Фабрика поломанных игрушек - Гера Фотич
Шрифт:
Интервал:
Закладка:
Павел улыбнулся своим воспоминаниям и стал рассказывать Юле смешные истории о себе. Как родители переодевали его в девичье платье и он, стоя на табуретке, пел песенки и читал стихи. Как он играл с девочками в куклы и прыгал на скакалке.
Юле было смешно, и она постоянно переспрашивала – как назывались те игры, уточняла правила. Нравилось ли ему носить девичьи платьица, как выглядели эти наряды, какого цвета, какие узоры.
Эти детские воспоминания ещё больше сблизили девочку с милиционером, так что Юля иногда, не в силах сдержаться, коротко весело хихикала.
Время летело незаметно, и, пройдя виадук, они углубились в лесопарк.
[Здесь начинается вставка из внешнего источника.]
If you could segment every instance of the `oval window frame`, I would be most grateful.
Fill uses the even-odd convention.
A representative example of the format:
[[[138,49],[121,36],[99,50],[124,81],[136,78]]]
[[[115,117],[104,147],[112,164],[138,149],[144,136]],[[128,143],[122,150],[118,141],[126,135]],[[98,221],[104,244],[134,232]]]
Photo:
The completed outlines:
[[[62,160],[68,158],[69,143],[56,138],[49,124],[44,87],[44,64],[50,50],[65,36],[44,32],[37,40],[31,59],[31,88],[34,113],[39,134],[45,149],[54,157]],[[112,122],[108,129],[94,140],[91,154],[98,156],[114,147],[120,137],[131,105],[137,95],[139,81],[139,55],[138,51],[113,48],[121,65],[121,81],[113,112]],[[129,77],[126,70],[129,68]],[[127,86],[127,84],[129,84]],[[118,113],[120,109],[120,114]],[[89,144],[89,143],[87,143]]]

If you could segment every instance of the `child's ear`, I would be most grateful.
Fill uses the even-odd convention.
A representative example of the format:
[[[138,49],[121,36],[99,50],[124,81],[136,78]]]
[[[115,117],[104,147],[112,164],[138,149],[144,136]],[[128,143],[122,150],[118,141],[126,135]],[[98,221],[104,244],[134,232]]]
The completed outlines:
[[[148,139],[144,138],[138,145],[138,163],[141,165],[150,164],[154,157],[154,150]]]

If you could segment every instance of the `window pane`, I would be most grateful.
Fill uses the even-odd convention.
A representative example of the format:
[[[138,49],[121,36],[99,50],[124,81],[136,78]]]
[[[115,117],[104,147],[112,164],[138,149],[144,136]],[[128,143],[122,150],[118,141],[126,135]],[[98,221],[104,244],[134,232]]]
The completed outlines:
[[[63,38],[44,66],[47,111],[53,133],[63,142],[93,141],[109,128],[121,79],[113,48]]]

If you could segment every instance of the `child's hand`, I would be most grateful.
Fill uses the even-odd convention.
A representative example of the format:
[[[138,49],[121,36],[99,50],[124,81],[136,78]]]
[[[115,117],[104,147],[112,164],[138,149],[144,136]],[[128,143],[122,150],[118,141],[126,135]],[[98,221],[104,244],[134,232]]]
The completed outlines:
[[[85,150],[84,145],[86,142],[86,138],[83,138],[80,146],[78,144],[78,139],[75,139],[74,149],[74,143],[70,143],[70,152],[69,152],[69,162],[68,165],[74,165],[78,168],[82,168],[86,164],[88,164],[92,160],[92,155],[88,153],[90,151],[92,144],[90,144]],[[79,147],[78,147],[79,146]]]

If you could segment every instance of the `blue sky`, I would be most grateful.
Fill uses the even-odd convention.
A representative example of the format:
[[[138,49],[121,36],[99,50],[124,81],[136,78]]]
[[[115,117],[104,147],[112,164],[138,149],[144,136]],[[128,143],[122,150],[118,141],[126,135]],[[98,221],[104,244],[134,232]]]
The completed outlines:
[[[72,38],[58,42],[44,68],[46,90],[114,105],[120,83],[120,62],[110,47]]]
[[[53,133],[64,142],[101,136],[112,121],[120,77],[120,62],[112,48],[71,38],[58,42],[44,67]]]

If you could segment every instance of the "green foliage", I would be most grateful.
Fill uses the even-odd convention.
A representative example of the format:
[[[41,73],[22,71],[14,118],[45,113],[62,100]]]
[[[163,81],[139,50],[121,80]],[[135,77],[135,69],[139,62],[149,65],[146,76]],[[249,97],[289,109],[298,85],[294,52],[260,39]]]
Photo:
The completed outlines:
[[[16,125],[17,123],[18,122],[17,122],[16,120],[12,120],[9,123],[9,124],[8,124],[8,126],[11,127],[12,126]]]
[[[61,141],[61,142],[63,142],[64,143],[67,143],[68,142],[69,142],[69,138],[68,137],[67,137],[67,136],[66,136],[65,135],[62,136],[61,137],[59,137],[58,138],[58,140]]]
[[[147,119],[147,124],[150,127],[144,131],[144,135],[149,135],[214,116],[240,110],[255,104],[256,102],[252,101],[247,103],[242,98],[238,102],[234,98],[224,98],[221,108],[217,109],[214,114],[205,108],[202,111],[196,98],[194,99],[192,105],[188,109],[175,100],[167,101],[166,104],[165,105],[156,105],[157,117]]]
Юля решила, что милиционер хочет уединиться. Ведь она уже взрослая девочка и не раз целовалась с Сашкой в укромных местечках. Знала, что нравится мальчишкам. Возможно, она и милиционеру понравилась. Грудь у неё привлекательная, об этом Сашка говорил, да и ноги тоже. Не зря же при встрече милиционер сразу обратил на них внимание.
Общение было очень лёгким, она ничего не скрывала, и, возможно, он решил, что она исправилась. Хочет её поцеловать, ну, может быть, обнять. Но большего позволить Юля не могла. Она уже знала, чего мужчины хотят от женщин. Но клятва, данная Сашке о верности, не может быть нарушена. Он поступит в военное училище или даже станет милиционером, и они поженятся. Она подумала, что надо сказать об этом сотруднику милиции. Он будет рад, что у неё такой парень и тоже будет носить форму.
Но стоило им войти в лес, настроение милиционера поменялось, он снова стал сосредоточенно хмур, в глазах сверкнула внутренняя злость.
Ира недоумевала – что она сказала или сделала не так? Пыталась его рассмешить, вернуть недавнюю весёлость, напомнила ему о детских платьях, об играх с девочками. Но этим только подлила масла в огонь – лицо милиционера исказила нервная гримаса, он ударил её по лицу, а затем достал из кармана какой-то комок и протянул ей, рявкнул:
– Надевай!
Юля автоматически взяла комок в руку и ощутила, что это смятый капрон, не поняла:
– Что надевать?
Милиционер, настороженно посмотрев по сторонам, зашипел:
– Колготки надевай, дура!
Юля расправила комок и вопросительно посмотрела на милиционера. Страх завладел всем её существом. Непонятное требование объяло ужасом сознание, пролепетала:
– А мои?
Сотрудник милиции усмехнулся:
– Свои выкини вместе с трусами, – он уже чувствовал, как откуда-то снизу живота вверх по телу поползли мурашки, колени начинали подрагивать, точно от слабых ударов тока – ощущения были знакомы.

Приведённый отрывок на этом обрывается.